Потому что в лунном свете и блеске керосинового фонаря мы увидели Артура: он лежал на спине, раскинув руки, наполовину в воде, наполовину на берегу. Примерно так, как недавно лежали мы с Марджори.
Только мы были живыми.
Нам пришлось вернуться в коттедж Марджори, чтобы воспользоваться телефоном, и по пути туда я попытался уговорить ее остаться дома и не влезать в это дело, но она настояла на том, что должна возвратиться на причал.
Мы приехали назад раньше полиции и ждали ее, не вылезая из машины. Громкий, совершенно бессмысленный теперь вой сирен известил нас об их прибытии. Черная полицейская машина, скрипя тормозами, остановилась на площадке перед причалом, разбросав гравий. Артур был мертв, и вряд ли мог ожить или стать еще мертвее. К чему тогда была такая спешка?
Подъехали еще две машины, а из первой вылезли Линдоп и капитаны Мелчен и Баркер.
Я подошел к Линдопу, сменившему свой тяжелый шлем на фуражку цвета хаки. Мы отправились на причал, и по пути я рассказывал Линдопу о том, что случилось, игнорируя Мелчена и Баркера, которые шли рядом, прислушиваясь и приподнимаясь на каблуках, как дети, которым хотелось пописать.
Мы приблизились к тому месту, где наполовину в воде на спине лежал Артур. Его широко раскрытые глаза пустым взглядом смотрели на луну.
— Я бегло осмотрел его, — сказал я Линдопу. — И не заметил никаких ран, но его одежда порвана на плечах.

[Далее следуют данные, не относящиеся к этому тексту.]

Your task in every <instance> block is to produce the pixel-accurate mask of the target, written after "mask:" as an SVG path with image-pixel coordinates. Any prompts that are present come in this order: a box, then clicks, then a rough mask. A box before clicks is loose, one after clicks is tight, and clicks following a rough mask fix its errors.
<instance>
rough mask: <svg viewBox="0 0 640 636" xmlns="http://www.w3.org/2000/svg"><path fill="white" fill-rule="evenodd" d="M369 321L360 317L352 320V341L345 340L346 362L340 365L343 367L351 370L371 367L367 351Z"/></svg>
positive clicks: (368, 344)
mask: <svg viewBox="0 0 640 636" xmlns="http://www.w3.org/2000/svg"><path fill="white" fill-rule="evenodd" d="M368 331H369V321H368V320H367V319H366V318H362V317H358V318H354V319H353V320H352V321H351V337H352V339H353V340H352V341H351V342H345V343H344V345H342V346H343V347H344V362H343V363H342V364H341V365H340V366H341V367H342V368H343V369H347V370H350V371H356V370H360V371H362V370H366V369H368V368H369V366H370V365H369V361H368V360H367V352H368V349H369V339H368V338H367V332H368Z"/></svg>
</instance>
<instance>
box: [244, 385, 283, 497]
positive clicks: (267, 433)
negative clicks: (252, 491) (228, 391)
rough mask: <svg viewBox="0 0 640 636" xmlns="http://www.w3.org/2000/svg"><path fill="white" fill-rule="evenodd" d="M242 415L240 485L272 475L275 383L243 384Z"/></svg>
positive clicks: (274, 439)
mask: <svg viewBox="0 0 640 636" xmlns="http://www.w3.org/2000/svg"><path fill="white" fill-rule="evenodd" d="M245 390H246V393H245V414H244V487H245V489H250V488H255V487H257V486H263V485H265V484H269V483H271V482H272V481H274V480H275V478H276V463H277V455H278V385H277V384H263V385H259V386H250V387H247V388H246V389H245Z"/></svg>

— Он — черный, — сказал Баркер. — У него рваная одежда. И что?
Я в первый раз показал, что заметил его присутствие, сказав:
— Я думал, вы в Нью-Йорке.
Его верхняя губа искривилась:
— Я вернулся сегодня днем. Вы не против, Геллер?
— Не знал, что мое мнение столько для вас значит. В следующий раз узнавайте его заранее.
Наклонившись над мертвым смотрителем и стоя по пояс в воде, Линдоп сказал:
— Он, наверное, утонул. Вероятно, упал с причала, когда совершал обход.
— А может, его одежда порвана потому, что его держали под водой, пока он не задохнулся? Полковник, Артур должен был встретиться здесь со мной. Он хотел передать мне важнейшие доказательства защиты, и я не думаю, что это — случайная смерть.